From the moment she moved, we were cut off. When I was in high school, when we met on the road, we just nodded and smiled at each other, and we really didn't have anything to say. As we get older, our minds change. Will you be able to stay the course? This may be unknown.

We often have a reunion of elementary school classmates every year, and she rarely attends the party, and every time I attend, I ask in my heart, will she come at all? Does she have a boyfriend or not?

Thinking about how stupid I was at that time, I was always unable to speak, worried that I didn't have the ability to take care of her. When I want to take care of her, I wonder if she is the same as me.

So, if you like it, you should do it as soon as possible, even if it doesn't work, don't regret it.

I was lucky that she wasn't married and didn't have a partner.

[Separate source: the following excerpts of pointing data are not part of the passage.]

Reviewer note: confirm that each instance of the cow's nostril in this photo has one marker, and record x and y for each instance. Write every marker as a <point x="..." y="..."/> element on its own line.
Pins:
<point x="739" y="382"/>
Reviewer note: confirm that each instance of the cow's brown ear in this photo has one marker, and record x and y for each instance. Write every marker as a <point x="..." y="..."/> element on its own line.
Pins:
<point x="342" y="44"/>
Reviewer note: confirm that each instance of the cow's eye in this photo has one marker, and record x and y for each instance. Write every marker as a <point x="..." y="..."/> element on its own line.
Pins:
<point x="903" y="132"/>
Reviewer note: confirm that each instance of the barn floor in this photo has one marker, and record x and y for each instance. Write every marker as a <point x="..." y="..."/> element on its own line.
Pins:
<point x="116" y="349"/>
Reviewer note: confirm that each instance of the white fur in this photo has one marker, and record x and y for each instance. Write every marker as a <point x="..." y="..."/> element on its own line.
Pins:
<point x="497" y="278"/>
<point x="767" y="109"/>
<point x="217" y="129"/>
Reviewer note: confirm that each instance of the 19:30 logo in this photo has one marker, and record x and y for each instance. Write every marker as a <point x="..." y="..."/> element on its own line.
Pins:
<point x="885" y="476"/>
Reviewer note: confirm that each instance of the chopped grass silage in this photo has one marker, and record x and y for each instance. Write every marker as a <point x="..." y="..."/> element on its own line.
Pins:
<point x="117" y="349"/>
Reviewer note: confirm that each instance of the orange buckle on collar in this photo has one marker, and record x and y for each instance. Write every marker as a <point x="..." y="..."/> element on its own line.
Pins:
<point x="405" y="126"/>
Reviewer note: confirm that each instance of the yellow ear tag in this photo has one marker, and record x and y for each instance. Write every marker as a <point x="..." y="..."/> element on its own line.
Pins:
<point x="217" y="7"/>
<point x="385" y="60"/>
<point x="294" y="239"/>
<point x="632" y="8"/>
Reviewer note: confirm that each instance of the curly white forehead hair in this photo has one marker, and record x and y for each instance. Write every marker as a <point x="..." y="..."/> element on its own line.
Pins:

And I didn't either. At this time, I mustered up the courage and successfully asked her out.

On the first date, in Wanda Plaza, she was wearing a skirt at that time, so beautiful. Then we went out to eat, watched a movie, and then talked about school life, talked about high school, talked about love, outlook on life, world view, values......

On the second date, I took the initiative to hold her hand and felt good. It was the first time I took the initiative to hold a woman's hand, and her hand was soft, soft. My heart was pounding and my face was flushed......

Then, then together, invite her to dinner, invite her to watch a movie, and then ask her out to play, feeling full of happiness...... Gradually, we were together.

In elementary school, male or female classmates in the class will be paired, who is with whom, who with whom? Whether it worked out or not, but I think I've made it. Luck has brought us together at last.

Wife, I love you. Although I don't have much ability, I will be with you forever. How far away am I, you ask? The answer is a lifetime. I will bear your occasional little temper, maybe I can give you a little surprise, a smile, a simple and safe nest, accompany you to sunrise, accompany you sunset to old age, I love you forever and ever.